Hmm, interesting.
Mathematically I cannot see either why it wouldn’t work, so I went to try and debug. Sadly, println statements were no help for me in this case because they only gave weird objects back which I could not figure out what values were corresponding to what.
However, I did test, and it is definitely caused by \theta going above 1.0, and therefore caused by \alpha_1 + \beta_1 * t[i] somehow going above 0.0
Again, mathematically I can’t figure out why, but maybe there is some indeterminacies with really small numbers etc. causing it to underflow/overflow and what not.
@model function test_fit(y, t, ::Type{T} = Real) where {T}
n_1 = length(t)
β_1 ~ truncated(Normal(-0.01), -0.5, -0.01)
t_min = minimum(t)
α_1 ~ truncated(Normal(0), -2.0, -β_1 * t_min)
θ = Vector{T}(undef, n_1)
for i = 1:n_1
θ[i] = exp(α_1 + β_1 * t[i])
if θ[i] >= 1.0
θ[i] = 1.0
end
y[i] ~ Bernoulli(θ[i])
end
end
To figure out that that was indeed the cause, I did the above and then it gave no errors.

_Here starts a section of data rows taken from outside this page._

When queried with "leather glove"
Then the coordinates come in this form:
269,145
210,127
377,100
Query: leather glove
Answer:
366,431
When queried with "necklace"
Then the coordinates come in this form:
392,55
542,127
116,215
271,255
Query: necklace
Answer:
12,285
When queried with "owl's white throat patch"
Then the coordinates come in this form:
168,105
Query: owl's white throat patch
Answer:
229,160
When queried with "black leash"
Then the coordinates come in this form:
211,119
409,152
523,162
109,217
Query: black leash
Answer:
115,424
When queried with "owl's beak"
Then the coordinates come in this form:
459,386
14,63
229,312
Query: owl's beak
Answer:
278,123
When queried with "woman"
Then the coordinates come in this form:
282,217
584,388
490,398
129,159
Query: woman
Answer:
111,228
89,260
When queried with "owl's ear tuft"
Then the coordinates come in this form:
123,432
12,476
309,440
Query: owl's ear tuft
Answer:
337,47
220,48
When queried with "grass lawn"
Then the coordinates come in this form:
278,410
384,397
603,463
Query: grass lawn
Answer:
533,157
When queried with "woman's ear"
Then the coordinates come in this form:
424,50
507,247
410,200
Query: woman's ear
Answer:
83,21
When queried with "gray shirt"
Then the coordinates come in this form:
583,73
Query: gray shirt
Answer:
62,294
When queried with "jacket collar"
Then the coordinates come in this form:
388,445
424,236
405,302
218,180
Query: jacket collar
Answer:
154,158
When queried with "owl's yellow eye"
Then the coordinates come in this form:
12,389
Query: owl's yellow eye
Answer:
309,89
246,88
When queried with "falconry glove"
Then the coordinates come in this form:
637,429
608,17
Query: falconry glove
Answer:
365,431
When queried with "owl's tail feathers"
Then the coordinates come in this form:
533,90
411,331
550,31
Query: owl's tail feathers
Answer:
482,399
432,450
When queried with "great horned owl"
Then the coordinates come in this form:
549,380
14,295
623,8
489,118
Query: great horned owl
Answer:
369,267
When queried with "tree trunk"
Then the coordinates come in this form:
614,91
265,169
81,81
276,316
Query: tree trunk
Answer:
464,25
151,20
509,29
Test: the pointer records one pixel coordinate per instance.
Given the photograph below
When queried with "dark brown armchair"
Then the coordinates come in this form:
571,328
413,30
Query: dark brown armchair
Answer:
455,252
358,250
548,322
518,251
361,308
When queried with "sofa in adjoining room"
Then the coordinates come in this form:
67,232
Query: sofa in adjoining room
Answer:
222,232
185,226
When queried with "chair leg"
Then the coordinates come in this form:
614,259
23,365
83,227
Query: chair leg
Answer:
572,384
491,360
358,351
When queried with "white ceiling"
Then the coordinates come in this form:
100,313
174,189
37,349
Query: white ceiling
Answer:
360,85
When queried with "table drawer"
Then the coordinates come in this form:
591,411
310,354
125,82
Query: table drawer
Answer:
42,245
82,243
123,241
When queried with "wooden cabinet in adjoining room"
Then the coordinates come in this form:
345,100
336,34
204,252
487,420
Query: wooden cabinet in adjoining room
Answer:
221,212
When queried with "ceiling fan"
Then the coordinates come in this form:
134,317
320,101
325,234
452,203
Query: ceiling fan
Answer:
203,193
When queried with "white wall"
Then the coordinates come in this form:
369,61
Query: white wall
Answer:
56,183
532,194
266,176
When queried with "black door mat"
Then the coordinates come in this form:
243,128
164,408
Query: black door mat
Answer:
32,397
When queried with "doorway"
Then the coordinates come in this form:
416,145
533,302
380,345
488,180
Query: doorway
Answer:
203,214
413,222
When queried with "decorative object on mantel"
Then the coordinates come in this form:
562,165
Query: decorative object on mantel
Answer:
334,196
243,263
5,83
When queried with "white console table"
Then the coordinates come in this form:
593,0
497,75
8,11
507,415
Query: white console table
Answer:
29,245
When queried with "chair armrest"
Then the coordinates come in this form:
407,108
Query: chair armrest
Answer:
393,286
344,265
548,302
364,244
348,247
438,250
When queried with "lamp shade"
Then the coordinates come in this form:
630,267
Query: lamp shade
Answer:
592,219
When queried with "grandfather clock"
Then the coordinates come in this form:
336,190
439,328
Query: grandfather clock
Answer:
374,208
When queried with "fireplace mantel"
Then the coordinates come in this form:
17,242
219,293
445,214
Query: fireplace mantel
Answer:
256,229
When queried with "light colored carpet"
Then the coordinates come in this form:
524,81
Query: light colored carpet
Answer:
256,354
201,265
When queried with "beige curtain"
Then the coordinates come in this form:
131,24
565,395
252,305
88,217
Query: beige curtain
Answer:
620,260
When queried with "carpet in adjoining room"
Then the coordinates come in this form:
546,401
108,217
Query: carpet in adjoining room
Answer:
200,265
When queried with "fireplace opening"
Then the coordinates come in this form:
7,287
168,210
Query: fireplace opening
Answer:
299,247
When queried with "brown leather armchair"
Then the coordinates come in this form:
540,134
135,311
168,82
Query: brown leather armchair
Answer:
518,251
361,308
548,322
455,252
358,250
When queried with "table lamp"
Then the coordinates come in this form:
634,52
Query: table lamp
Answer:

But I would definitely like to hear more from more experienced people as to what could be causing this? Because I just tried with really small and big numbers and taking exp in julia and that itself wasn’t causing any issues, at least none of the numbers that were that small or big can theoretically occur in the above case anyway.